Des formations dédiées au numérique qui ne profitent pas à tous
Or, comme l’enquête le met en évidence, ce sont les salariés les plus habitués au télétravail et à l’utilisation d’outils digitaux et du web qui ont eu davantage d’opportunités de suivre une formation au numérique. Près d’un tiers d’entre eux ont ainsi bénéficié d’au moins une action en ce sens lors de la première année de la crise sanitaire, le plus souvent pour acquérir des compétences en matière de stockage et de gestion de flux de données, ou dans le domaine de la réglementation en matière de protection des données (RGPD). Les autres catégories de télétravailleurs accèdent dans une moindre mesure aux formations dédiées (environ un sur cinq) et pour des objectifs pédagogiques et métier différents : management ou gestion de projet à distance, utilisation d’outils de travail à distance, sécurité informatique, logiciels métiers.
L’étude du Céreq met également en lumière l’impact du télétravail dans le domaine des apprentissages non organisés, qui peuvent être particulièrement précieux pour certains métiers ou au sein d’une équipe. « D’une façon générale, le recours aux outils numériques semble favoriser les chances d’apprendre seul avec l’aide d’internet, signale Marion Lambert, chargée d’études et rédactrice de la note d’analyse. Les télétravailleurs, forts utilisateurs des TIC, auraient par conséquent plus de facilité à se former par eux-mêmes. » Un autre volet des apprentissages informels relève de la possibilité de développer ses compétences grâce au son collectif de travail. En 2020, les salariés qui ont été en full télétravail ont eu moins d’occasions d’apprendre des éléments utiles professionnellement auprès de leurs collègues ou de leur manager.

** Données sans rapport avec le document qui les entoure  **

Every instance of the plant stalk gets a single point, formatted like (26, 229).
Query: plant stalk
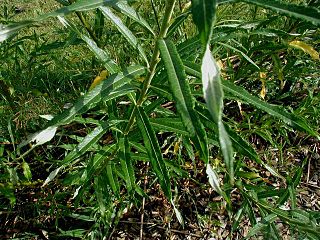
(154, 60)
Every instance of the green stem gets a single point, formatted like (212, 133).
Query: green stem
(154, 60)
(4, 90)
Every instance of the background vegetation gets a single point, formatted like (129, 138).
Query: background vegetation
(146, 119)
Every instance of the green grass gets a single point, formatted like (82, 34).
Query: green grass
(147, 152)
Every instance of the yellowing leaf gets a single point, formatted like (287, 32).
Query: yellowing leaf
(306, 48)
(102, 76)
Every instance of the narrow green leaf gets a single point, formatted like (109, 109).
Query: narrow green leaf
(213, 179)
(97, 163)
(303, 12)
(274, 110)
(242, 53)
(169, 125)
(126, 164)
(103, 91)
(101, 55)
(26, 171)
(7, 31)
(203, 13)
(124, 31)
(213, 94)
(111, 177)
(89, 140)
(261, 225)
(130, 12)
(154, 151)
(182, 95)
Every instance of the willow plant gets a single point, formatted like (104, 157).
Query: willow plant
(167, 74)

Compenser la perte d’apprentissages non organisés
Pour la chargée d’études, « les façons d’échanger évoluent et les discussions qui pouvaient survenir au détour d’un couloir nécessitent dorénavant de s’organiser : disposer d’un outil de communication et prévoir un temps dédié ». C’est pourquoi les conditions dans lesquelles les salariés télétravaillent sont importantes : ceux qui ont vu leurs conditions de travail se dégrader avec la crise sanitaire ont subi un risque exacerbé de perdre des occasions d’échange et de partage. C’est notamment le cas de ceux qui ont connu une hausse importante de leurs contraintes horaires et de leur charge de travail. En revanche, les télétravailleurs dont l’activité professionnelle nécessitait avant la crise de participer à des réunions, ou d’apprendre auprès de leurs collègues, ont davantage de chances de poursuivre des échanges à distance.

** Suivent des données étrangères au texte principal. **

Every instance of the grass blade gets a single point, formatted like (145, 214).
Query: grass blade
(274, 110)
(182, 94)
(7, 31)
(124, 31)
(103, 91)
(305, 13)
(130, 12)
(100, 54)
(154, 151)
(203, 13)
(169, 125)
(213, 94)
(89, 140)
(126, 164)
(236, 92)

Comment les responsables formation peuvent-ils tirer des leçons utiles de ces résultats pour accompagner les collaborateurs et les managers en situation de télétravail, et favoriser à la fois leur montée en compétences numériques et en efficacité professionnelle ? Déjà, en privilégiant une approche sur-mesure pour identifier les besoins – à l’échelle d’une fonction, d’une équipe, voire d’un salarié. Comme l’enquête l’a mis en évidence, ceux qui manquent de compétences numériques ne suivent pas toujours les formations dont ils ont besoin. Ensuite, en imaginant des modalités de préservation des apprentissages informels entre collègues, et en se plaçant ainsi dans une position d’intermédiation : il s’agit de donner les moyens aux collaborateurs de maintenir ces opportunités d’apprendre, tout en leur laissant la main. Enfin, en mettant à profit les moments en présentiel, comme l’estime Marion Lambert : « Les conditions de travail en distanciel ont leur importance, mais la mise en place de temps et d’espaces de travail collectif en présentiel est également un levier essentiel pour favoriser les apprentissages des télétravailleurs ».
Jérôme Lesage
Le blog de la formation
Quels sont les besoins en formation associés à la montée en puissance du télétravail ?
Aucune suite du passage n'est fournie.